In a C application (not C++) I have a byte array of data received over the network. The array is 9 bytes long. The bytes 1 to 8 (zero-based) represent a 64-bit integer value as little endian. My CPU also uses little endian.
How can I convert these bytes from the array to an integer number?
I've tried this:
uint8_t rx_buffer[2000];
//recvfrom(sock, rx_buffer, sizeof(rx_buffer) - 1, ...)

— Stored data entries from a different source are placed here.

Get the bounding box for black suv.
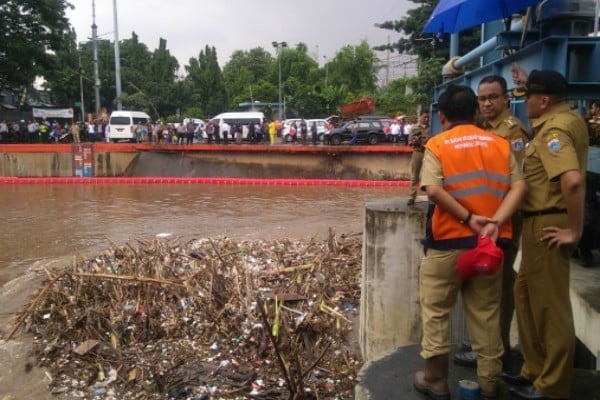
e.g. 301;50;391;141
323;120;388;145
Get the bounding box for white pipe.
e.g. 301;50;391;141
453;20;523;70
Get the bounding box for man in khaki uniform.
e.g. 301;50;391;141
414;85;526;400
507;70;588;400
407;110;430;206
71;122;80;143
454;76;529;370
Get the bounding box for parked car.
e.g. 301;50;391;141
323;119;388;145
282;119;329;142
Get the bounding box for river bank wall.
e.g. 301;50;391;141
0;143;413;180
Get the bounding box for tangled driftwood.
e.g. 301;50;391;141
11;229;363;399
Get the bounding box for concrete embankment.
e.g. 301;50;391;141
0;143;413;180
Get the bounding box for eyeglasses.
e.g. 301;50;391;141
477;93;504;103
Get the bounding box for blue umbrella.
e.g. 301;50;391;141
423;0;543;33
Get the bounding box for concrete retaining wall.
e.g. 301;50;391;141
0;144;412;180
0;150;138;177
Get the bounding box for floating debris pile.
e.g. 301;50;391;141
13;231;363;399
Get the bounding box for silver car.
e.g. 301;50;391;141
282;119;329;143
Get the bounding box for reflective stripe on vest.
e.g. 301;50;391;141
426;124;512;248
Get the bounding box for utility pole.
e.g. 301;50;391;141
272;41;287;120
91;0;101;118
78;49;85;122
113;0;122;110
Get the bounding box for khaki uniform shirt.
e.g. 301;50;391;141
522;103;588;212
482;108;529;166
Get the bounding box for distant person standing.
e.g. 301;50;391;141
268;119;277;145
247;121;256;143
213;120;221;144
221;120;230;145
233;120;242;144
186;120;195;145
310;121;318;145
38;121;48;142
398;115;408;144
350;121;358;145
88;122;96;142
205;120;214;143
0;120;8;141
507;70;588;400
176;122;186;145
27;119;38;143
71;121;80;143
406;110;430;206
390;119;401;143
300;118;308;144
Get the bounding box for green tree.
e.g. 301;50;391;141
187;45;228;117
0;0;72;90
41;32;80;108
135;38;179;117
327;41;379;101
278;43;322;117
222;47;274;109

int64_t sender_time_us = *(rx_buffer + 1);
But it gives me values like 89, 219, 234 or 27. The sender sees the values as 1647719702937548, 1647719733002117 or 1647719743790424. (These examples don't match, they're just random samples.)
Unsafe solution:
int64_t sender_time_us = *(int64_t*)(rx_buffer + 1);
This is potentially an alignment violation, and it's a strict aliasing rule violation. It's undefined behaviour. On some machines, this can kill your program with a bus error.
Safe solution:
int64_t sender_time_us;
memcpy( &sender_time_us, rx_buffer + 1, sizeof( int64_t ) );
@Nate Eldredge points out that while this solution may look inefficient, a decent compiler should optimize this into something efficient. The net effect will be (a) to force the compiler to properly handle the unaligned access, if the target needs any special handling, (b) to make the compiler properly understand the aliasing and prevent any optimizations that would break it. For a target that is able to handle unaligned accesses normally, the generated code may not change at all.